Une donnée qui se reflète également dans la répartition par secteur de la communauté d’expression anglaise, concentrée dans les secteurs de Chomedey, Duvernay et Sainte-Dorothée.
«Cela dépend vraiment du quartier, confirme Benoit Livernois. À Sainte-Dorothée, près de Samson et l’A-13, mais si on fait une tournée de l’île Jésus, on ne perçoit aucun changement dans l’affichage à Duvernay, Auteuil ou Vimont», explique le vice-président qui demeure à Laval-Ouest depuis 50 ans. «Chez moi, c’est l’inverse. Au début c’était anglophone et aujourd’hui, c’est francophone à 84 %.»
Une responsabilité gouvernementale ?
Pour freiner cette anglicisation que plusieurs jugent inquiétante, des voix s’élèvent pour faire valoir le rôle du gouvernement provincial, à l’image du sociologue Mathieu Bock-Côté.
«La langue, c’est national. L’état québécois a une fonction première, la fonction de défendre ce qui fait l’identité québécoise», croit celui qui propose une série de mesures, telles que la francisation des services publics et des petites et moyennes entreprises, rendre obligatoire la maîtrise du français au moment de la sélection des immigrants ou encore augmenter les classes de francisation. «En plus d’une baisse des budgets assignés à la francisation dans les années 1990, la Loi 101, qui était assez musclée au début, a de moins en moins de mordant, sous la pression de la Cour suprême et la volonté du Québec.

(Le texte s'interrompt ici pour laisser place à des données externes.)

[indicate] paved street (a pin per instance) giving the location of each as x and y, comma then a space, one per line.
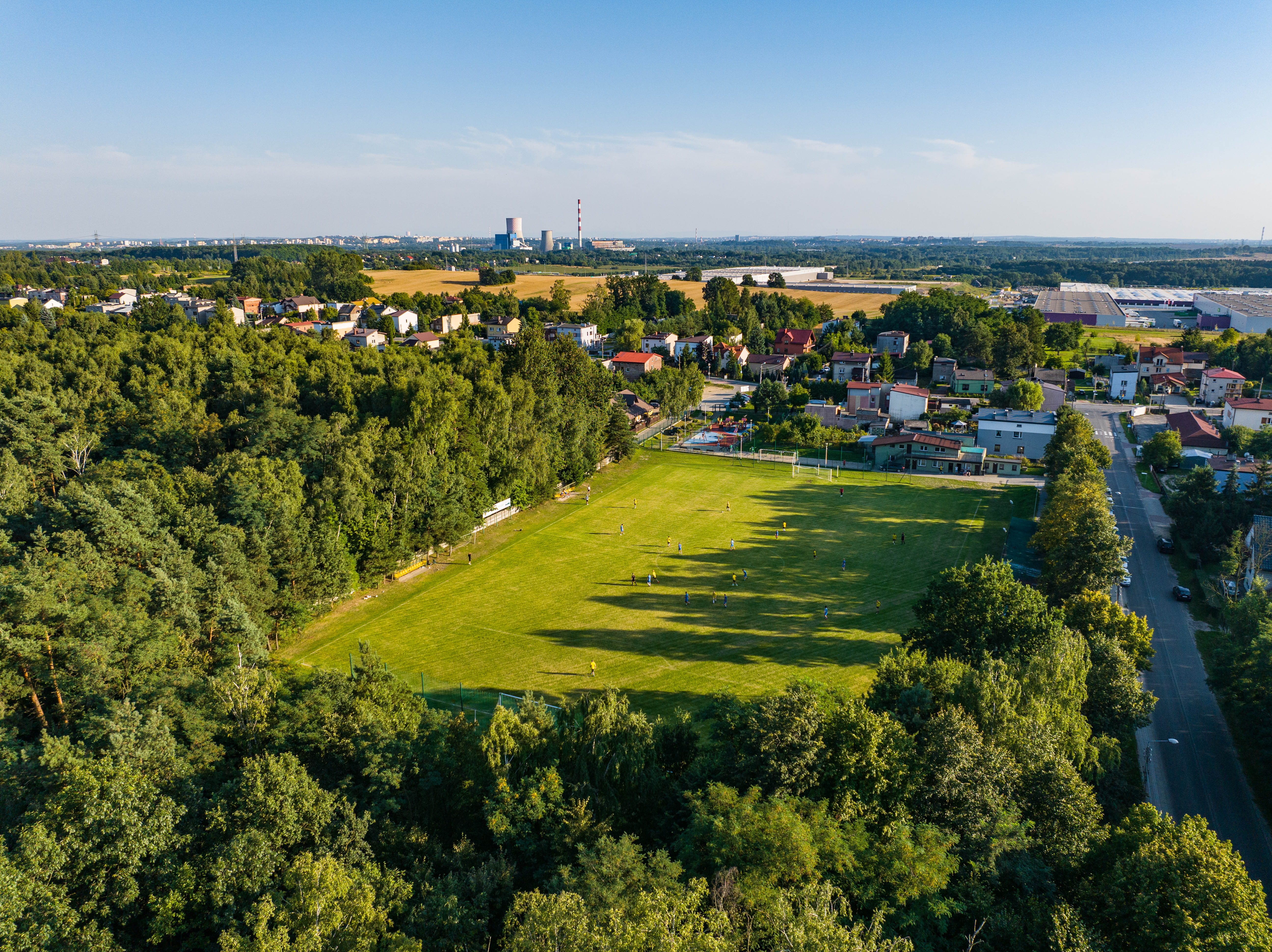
1201, 775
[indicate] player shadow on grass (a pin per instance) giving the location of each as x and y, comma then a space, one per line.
798, 649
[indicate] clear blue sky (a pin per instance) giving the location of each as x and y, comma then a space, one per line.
297, 119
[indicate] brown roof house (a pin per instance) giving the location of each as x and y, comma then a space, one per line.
631, 365
793, 342
1196, 430
640, 415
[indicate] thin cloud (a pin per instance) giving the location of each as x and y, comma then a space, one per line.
962, 156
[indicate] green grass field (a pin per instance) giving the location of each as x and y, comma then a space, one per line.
550, 590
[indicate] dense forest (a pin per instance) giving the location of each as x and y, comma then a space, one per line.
177, 501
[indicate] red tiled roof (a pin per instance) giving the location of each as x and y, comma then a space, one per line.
1195, 431
928, 439
1222, 374
1250, 404
794, 336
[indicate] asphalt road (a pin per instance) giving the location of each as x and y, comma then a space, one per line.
1201, 775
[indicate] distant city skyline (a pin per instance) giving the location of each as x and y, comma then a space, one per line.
910, 119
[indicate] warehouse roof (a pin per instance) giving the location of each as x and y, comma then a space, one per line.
1255, 306
1077, 303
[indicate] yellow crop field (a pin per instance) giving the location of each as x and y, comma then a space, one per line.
540, 287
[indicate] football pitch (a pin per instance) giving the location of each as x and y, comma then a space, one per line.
550, 592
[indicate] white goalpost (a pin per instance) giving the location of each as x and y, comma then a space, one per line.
816, 471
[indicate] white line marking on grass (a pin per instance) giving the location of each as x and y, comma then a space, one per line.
957, 559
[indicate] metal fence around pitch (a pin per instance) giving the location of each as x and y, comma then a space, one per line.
452, 696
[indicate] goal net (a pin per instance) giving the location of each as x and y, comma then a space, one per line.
815, 471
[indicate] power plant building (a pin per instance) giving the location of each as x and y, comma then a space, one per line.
512, 238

Enfin, la société a changé. Aujourd’hui, certains Québécois francophones réclament le bilinguisme pour leurs propres enfants», fait-il remarquer.
Mais pour Francine Charbonneau, il est impossible d’instaurer une police de la langue. «Les lois sont faites pour être respectées et le gouvernement tente de les renforcer. Le citoyen est aussi là pour nous aider et dénoncer. Dans mon comté, ils le font très bien, dit-elle. De toute façon, aussitôt qu’une personne sort de son domicile, ça se passe en français et ce qui se passe à l’intérieur des maisons devrait rester à l’intérieur des maisons.»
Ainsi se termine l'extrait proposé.